Antropologia
Presupposti
Cos’è il pluralismo terapeutico?
Malattia e salute appartengono all’essere vivente e sono fortemente influenzate dalla cultura di appartenenza. Sentirsi bene/male dipende dalla cultura. Cosa vuol dire stare male?
Lo psicologo deve comprendere e interpretare ciò che il paziente dice. La malattia non è solo corpo organico, ma rappresentazione/stato/entità emozionale, sociale e culturale. I sistemi di credenza e rappresentazione variano in base al contesto culturale. Non c’è una definizione di persona “normale” o “sana” universale. Alla base della psicologia c’è una de-costruzione delle definizioni di malattia e medicina, in quanto influenzate dalla cultura.
Qual è la definizione di curare e di prendersi cura?
Curare (to cure) = somministrare una terapia con l'obiettivo finale di guarire.
Prendersi cura (to care) = alla base dell’azione psicologica. Ascoltare con attenzione e premura il bisogno dell’altro (= desiderio). È una condizione di necessità che non soddisfatta genera malcontento. L'obiettivo finale non è guarire, ma il benessere del paziente, anche senza la risoluzione del problema. “Non esistono malattie incurabili, esistono solo malattie inguaribili”.
Qual è la definizione di persona e di individuo?
Individuo (biologia) = organismo biologico con caratteristiche fisico tipiche pressoché uguali agli altri.
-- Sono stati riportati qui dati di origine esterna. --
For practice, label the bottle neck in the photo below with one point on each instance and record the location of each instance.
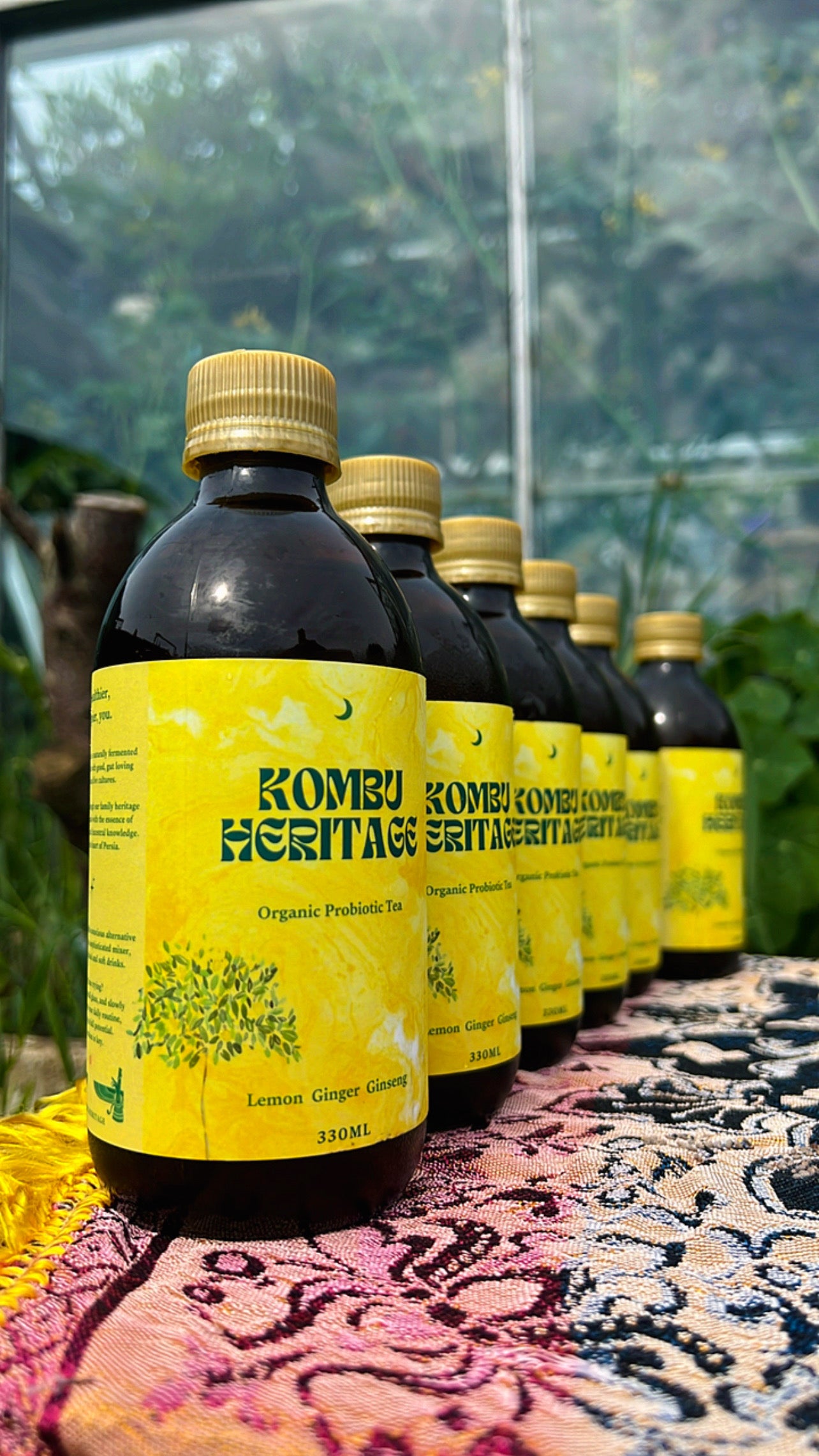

Persona (biografia) = individuo a cui conferisco un riconoscimento sociale emotivo e storico. “Siamo tutti individui, ma ognuno di noi è una persona diversa e irripetibile”.
Ogni paziente è una persona, non un individuo.
Che cos’è la violenza strutturale?
Secondo Paul Farmer la violenza strutturale è la disuguaglianza economica e sociale che non permette a tutti lo stesso accesso alle risorse (lavoro, salute, istruzione).
Reificazione = riduzione di una persona a cosa.
Pluralismo terapeutico = ammissione che non esista solo la bio-medicina, ma tante altre tecniche di terapia (es: guaritore tradizionale).
Che cos’è l’empatia?
Empatia = etimologicamente vuol dire stare nella sofferenza dell’altro. Lo psicologo non può permettersi di provare empatia.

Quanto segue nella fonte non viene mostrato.